CMD ["python", "app.py"]
If you build and run this with Docker Compose, and your docker-compose.yml is configured as above, Fluent Bit will pick up these logs. Here’s what you might see in Fluent Bit’s output (since we configured OUTPUT to stdout):
[2023/10/27 10:30:05] [ info] [input:tail:tail.0] file=/var/log/containers/your-app-container-id_your-namespace_your-app-name-random-string.log, read line=1
[2023/10/27 10:30:05] [ info] [engine] valid record: {"time": "2023-10-27T10:30:00.123Z", "message": "Log entry number 0"}
[027-10-2023 10:30:05.123] [INFO] [app] Log entry number 0
[2023/10/27 10:30:06] [ info] [input:tail:tail.0] file=/var/log/containers/your-app-container-id_your-namespace_your-app-name-random-string.log, read line=2
[2023/10/27 10:30:06] [ info] [engine] valid record: {"time": "2023-10-27T10:30:01.456Z", "message": "Log entry number 1"}
[027-10-2023 10:30:06.456] [INFO] [app] Log entry number 1
Notice how Fluent Bit parses the JSON, extracts the time and message, and then re-formats it for its own stdout output. The docker.* tag in the INPUT section is crucial; it ensures that only logs originating from Docker containers (as identified by Fluent Bit’s discovery mechanism when docker.sock is mounted) are processed by this input plugin.
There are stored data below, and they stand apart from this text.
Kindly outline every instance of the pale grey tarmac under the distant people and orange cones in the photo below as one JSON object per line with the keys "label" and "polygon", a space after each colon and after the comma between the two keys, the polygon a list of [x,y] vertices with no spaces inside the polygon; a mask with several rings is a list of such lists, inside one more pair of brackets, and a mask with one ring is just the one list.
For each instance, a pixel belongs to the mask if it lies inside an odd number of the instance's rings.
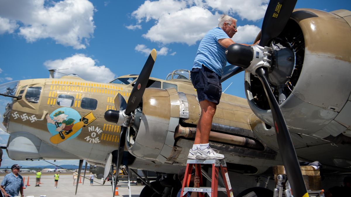
{"label": "pale grey tarmac under the distant people and orange cones", "polygon": [[[0,181],[4,179],[4,176],[8,173],[0,174]],[[57,184],[57,188],[54,187],[54,175],[53,174],[45,174],[41,175],[40,186],[35,186],[35,174],[21,174],[22,177],[25,178],[25,188],[23,190],[24,196],[28,197],[113,197],[112,195],[112,185],[111,182],[106,182],[102,185],[101,179],[94,178],[93,186],[90,186],[90,180],[87,179],[89,174],[86,174],[86,179],[84,181],[84,185],[82,183],[78,184],[77,195],[75,195],[75,186],[73,186],[73,174],[60,174],[60,178]],[[27,178],[29,176],[29,186],[27,185]],[[79,182],[79,180],[78,180]],[[81,178],[81,182],[83,182],[83,177]],[[118,194],[120,197],[129,197],[128,181],[120,181],[118,182]],[[131,183],[131,196],[139,197],[141,190],[143,190],[144,185],[136,185],[136,183]]]}

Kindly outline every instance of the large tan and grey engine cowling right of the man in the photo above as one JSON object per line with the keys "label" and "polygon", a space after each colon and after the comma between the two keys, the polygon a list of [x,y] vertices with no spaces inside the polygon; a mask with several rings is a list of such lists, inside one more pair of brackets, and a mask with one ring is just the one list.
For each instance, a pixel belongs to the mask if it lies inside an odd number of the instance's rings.
{"label": "large tan and grey engine cowling right of the man", "polygon": [[[343,17],[351,12],[333,13],[296,9],[272,41],[276,54],[272,55],[269,81],[293,133],[324,138],[350,132],[351,21]],[[283,49],[290,49],[294,56],[287,52],[279,55]],[[279,62],[288,58],[295,63],[282,70]],[[245,73],[245,90],[254,113],[273,125],[261,82],[249,72]]]}

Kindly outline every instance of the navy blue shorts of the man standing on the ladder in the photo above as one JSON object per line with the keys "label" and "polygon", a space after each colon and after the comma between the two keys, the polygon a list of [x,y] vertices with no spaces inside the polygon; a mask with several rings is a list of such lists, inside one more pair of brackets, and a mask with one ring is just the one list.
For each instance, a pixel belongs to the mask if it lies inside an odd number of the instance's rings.
{"label": "navy blue shorts of the man standing on the ladder", "polygon": [[218,105],[222,95],[220,77],[204,64],[202,68],[193,68],[190,76],[191,82],[197,91],[199,102],[207,100]]}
The core problem this solves is centralizing logs from ephemeral containers. Instead of SSHing into each node and tailing logs, or relying on Docker’s built-in drivers to send logs to a specific destination (which can be complex to configure for multiple destinations), Fluent Bit acts as a lightweight agent that can read these logs and forward them to various backends like Elasticsearch, Splunk, S3, or another Fluent Bit instance.
The docker.sock mount is key for Fluent Bit to discover running containers. It uses the Docker API to find containers and infer their log file paths, typically located under /var/lib/docker/containers/<container_id>/<container_id>-json.log or, more commonly when using json-file driver, symlinked into /var/log/containers/. Fluent Bit then tails these specific files.
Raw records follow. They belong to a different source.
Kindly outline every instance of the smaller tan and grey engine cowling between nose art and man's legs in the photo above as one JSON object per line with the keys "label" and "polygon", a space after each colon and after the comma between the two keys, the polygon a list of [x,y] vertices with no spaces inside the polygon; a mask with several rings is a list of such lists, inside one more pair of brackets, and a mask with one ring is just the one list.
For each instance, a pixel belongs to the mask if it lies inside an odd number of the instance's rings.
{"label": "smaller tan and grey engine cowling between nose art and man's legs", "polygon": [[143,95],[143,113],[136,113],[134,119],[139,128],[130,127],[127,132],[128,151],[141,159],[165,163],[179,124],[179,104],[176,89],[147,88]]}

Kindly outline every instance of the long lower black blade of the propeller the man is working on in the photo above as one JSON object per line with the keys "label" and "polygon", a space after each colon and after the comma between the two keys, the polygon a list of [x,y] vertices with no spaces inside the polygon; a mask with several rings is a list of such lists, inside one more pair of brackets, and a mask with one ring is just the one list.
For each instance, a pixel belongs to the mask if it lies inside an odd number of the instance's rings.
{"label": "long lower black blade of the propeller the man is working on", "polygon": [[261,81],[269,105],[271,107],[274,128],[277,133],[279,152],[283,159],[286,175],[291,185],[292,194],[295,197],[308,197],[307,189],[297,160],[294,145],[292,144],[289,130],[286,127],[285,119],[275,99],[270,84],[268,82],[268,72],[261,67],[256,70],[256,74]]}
The Parser docker in the INPUT section is not a built-in parser name; it’s a reference to the parser defined in parsers.conf. This allows Fluent Bit to correctly interpret the structured JSON output that Docker’s json-file driver produces, extracting fields like time, log (the actual message), and stream (stdout/stderr).
A common pitfall is forgetting to mount /var/run/docker.sock. Without it, Fluent Bit can’t discover containers and won’t know which log files to tail automatically based on container metadata. It would only process files explicitly listed in the Path directive, which isn’t dynamic.
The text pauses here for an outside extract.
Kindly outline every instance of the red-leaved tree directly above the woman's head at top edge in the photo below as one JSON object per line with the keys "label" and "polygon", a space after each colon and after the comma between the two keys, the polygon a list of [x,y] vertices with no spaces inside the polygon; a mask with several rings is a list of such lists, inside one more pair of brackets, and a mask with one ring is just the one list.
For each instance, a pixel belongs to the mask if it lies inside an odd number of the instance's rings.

If you want Fluent Bit to run as a sidecar container within your application’s pod (a common pattern in Kubernetes, but adaptable to Docker Compose), you would configure your application’s logging driver to none or syslog and then have Fluent Bit read from a shared volume or directly from the container’s stdout/stderr if the orchestrator provides a mechanism for that. However, the most common Docker Compose setup involves Fluent Bit as a separate service that tails the Docker daemon’s log files.
The next concept you’ll likely run into is configuring different OUTPUT plugins to send logs to a remote destination, rather than just stdout, and learning how to filter or modify logs before they are sent.